I am just getting started writing some dynamic endpoint discovery for my Service Fabric application and was looking for examples as to how to resolve service endpoints. I found the following code example on stackoverflow:
https://stackoverflow.com/a/38562986/4787510
I did some minor variations to this, so here is my code:
private readonly FabricClient m_fabricClient
public async Task RefreshEndpointList()
{
var appList = await m_fabricClient.QueryManager.GetApplicationListAsync();
var app = appList.Single(x => x.ApplicationName.ToString().Contains("<MyFabricDeploymentName>"));
// Go through all running services
foreach (var service in await m_fabricClient.QueryManager.GetServiceListAsync(app.ApplicationName))
{
var partitions = await m_fabricClient.QueryManager.GetPartitionListAsync(service.ServiceName);
// Go through all partitions
foreach (var partition in partitions)
{
// Check what kind of service we have - depending on that the resolver figures out the endpoints.

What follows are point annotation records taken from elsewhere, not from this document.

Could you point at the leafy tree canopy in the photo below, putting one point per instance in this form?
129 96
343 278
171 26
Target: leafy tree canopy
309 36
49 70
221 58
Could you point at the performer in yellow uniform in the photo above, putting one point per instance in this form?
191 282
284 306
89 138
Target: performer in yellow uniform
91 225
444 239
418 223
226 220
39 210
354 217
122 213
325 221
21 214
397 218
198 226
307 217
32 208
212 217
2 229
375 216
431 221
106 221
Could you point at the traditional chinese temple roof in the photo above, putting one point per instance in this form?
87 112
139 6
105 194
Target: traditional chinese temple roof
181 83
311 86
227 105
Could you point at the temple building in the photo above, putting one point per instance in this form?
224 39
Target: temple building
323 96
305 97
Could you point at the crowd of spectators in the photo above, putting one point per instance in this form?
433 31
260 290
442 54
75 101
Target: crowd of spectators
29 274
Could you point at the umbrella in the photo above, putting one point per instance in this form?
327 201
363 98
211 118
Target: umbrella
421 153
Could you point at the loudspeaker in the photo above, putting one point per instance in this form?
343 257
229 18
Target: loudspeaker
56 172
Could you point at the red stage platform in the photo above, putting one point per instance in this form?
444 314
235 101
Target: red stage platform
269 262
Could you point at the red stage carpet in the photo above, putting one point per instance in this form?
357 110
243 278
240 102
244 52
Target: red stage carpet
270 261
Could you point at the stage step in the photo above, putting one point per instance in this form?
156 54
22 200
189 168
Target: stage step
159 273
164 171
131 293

// E.g. Singleton is easy as it is just one endpoint, otherwise we need some load balancing later on
ServicePartitionKey key;
switch (partition.PartitionInformation.Kind)
{
case ServicePartitionKind.Singleton:
key = ServicePartitionKey.Singleton;
break;
case ServicePartitionKind.Int64Range:
var longKey = (Int64RangePartitionInformation)partition.PartitionInformation;
key = new ServicePartitionKey(longKey.LowKey);
break;
case ServicePartitionKind.Named:
var namedKey = (NamedPartitionInformation)partition.PartitionInformation;
key = new ServicePartitionKey(namedKey.Name);
break;
default:
throw new ArgumentOutOfRangeException($"Can't resolve partition kind for partition with id {partition.PartitionInformation.Id}");
}
var resolvedServicePartition = await ServicePartitionResolver.GetDefault().ResolveAsync(service.ServiceName, key, CancellationToken.None);
m_endpointCache.PutItem(service.ServiceTypeName, new ServiceDetail(service.ServiceTypeName, service.ServiceKind, ServicePartitionKind.Int64Range, resolvedServicePartition.Endpoints));
}
}
}
}
I'm quite happy I found this snippet, but while working through it, I found one thing where I am getting a little bit confused.
So, after reading through the SF docs, this seems to be the architecture it follows from top to bottom as far as I understood it:
Service Fabric Cluster -> Service Fabric application (E.g. myApp_Fabric) -> Services (E.g, frontend service, profile picture microservice, backend services)
From the services we can drill down to partitions, while a partition basically resembles a "container" on a node in my cluster on which multiple instances (replicas) can reside, instances being actual deployments of a service.
I'm not quite sure if I got the node / partition / replica difference right, though.
However, back to my confusion and actual question:
Why is the information regarding partition strategy (singleton, intRange, named) attached to the partitioninformation, rather than the service itself? As far as I understood it, a partition is basically the product of how I configured my service to be distributed across the service fabric nodes.
So, why is a partitionstrategy not directly tied to a service?